İsrail'in topyekun savaş isteği ve 'Nil'den Fırat'a kadar Büyük İsrail' yaratma arzusu eski bir Tevrat fikridir. Bu yönde eylemler, İsrail'in ulusal güvenlik alanını genişletmeyi düşündüğüne işaret ediyor olabilir. İsrail'in Afrika ile ilişkileri Nil'in kaynaklarını içermesi açısından bir göstergedir. İsrail'in Hindistan'la ilişkileri Pakistan'ın ötesine geçtiğini de gösteriyor. İsrail, stratejik bir amaç olarak yeni Orta Doğu'yu inşa etmek için egemenlik kurmak ve kontrol etmek istiyor. Şimon Peres, “Yeni Orta Doğu” adlı kitabında bölgenin kontrolünün eski bir fikir olduğunu yazmıştı. Bu fikir İsrail'i saldırılarını Lübnan, Suriye ve diğer bölgelerin ötesinde sürdürmeye itiyor.
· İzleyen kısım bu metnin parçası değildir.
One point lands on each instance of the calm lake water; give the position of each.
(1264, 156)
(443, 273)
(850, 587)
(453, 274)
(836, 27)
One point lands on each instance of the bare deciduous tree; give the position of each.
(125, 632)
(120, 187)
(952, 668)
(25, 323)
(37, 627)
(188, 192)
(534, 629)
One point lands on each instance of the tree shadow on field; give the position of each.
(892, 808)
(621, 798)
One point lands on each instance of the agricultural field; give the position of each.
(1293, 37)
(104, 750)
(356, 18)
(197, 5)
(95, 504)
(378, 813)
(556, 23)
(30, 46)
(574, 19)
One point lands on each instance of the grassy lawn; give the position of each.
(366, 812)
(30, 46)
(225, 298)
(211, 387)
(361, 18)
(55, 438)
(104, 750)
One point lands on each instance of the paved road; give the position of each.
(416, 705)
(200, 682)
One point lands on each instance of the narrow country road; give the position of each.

Yakın zamanda bölgesel savaş patlak verebilir ve hatta Lübnan, Suriye ve Irak'ta ve Husilerin Kızıldeniz'deki uygulamalarında bunun işaretleri başlamıştır.

'SAHADAKİ BAŞARININ MEYVELERİ TOPLANAMIYOR'

  • Hamas ile El Fetih (Filistin Ulusal Kurtuluş Hareketi) arasında ulusal koalisyon kurulması konusunda anlaşmaya varma olasılığı nedir?

Şüphesiz bütün Filistinliler ulusal birliğe tanık olmayı umuyor. Filistin Direnişi'nin sahadaki muazzam başarılarına rağmen meyvelerin toplanması siyasi bölünme nedeniyle engellendi. Tarafların her biri diğer tarafın başarılarının kendi çıkarlarını ve kurumsal yapılarını tehdit ettiğini düşünüyor. Dolayısıyla bu soykırımdan sonra bile bölünme sürerse ulusal birliği tehdit edecektir. Biz gözlemciler olarak bunun bazı işaretlerini El Fetih'in bazı açıklamalarında, ayrıca Moskova görüşmelerinde varılan mutabakatın aksine ulusal anlaşmadan farklı olarak Muhammed Mustafa hükümetinin kurulmasında okuyabiliyoruz.

  • HAMAS ideolojisini değiştirerek ulusal bir bağımsızlık hareketi haline gelebilir mi, böylece uluslararası taraflarla anlaşabilir mi?

HAMAS 2017'de ideolojisini değiştirmeye çalıştı ancak uluslararası toplumun ilgisini çekmedi. Elbette HAMAS içinde pragmatistler ile radikaller arasında gizli bir çatışma var. Pragmatistler 2017'de HAMAS'ın siyasi belgesini yazmaya karar verdiklerinde uluslararası toplum buna ilgi göstermedi ve bu da radikallerin hareketi kontrol etme şansını artırdı. Bunun sebebinin uluslararası toplumun Filistinlilerin haklarını inkar etmesi olduğunu düşünüyorum. Eğer uluslararası toplum Filistin Devleti'nin kurulması için çalışır ve İsrail'e yerleşimlerin genişlemesini durdurması, İslami kutsallara yönelik saldırılarını sonlandırması ve Gazze Şeridi'nin kapatılmasından vazgeçmesi için baskı yaparsa bu HAMAS'ın siyasi pragmatistlerini güçlendirecek ve HAMAS'ı işgalcinin Filistinlilerin haklarını tanıması, uluslararası hukuka uyması ve uluslararası meşruiyet kararlarına saygı göstermesi koşuluyla uluslararası ve bölgesel istikrarı sağlayacak bir siyasi yola itecektir.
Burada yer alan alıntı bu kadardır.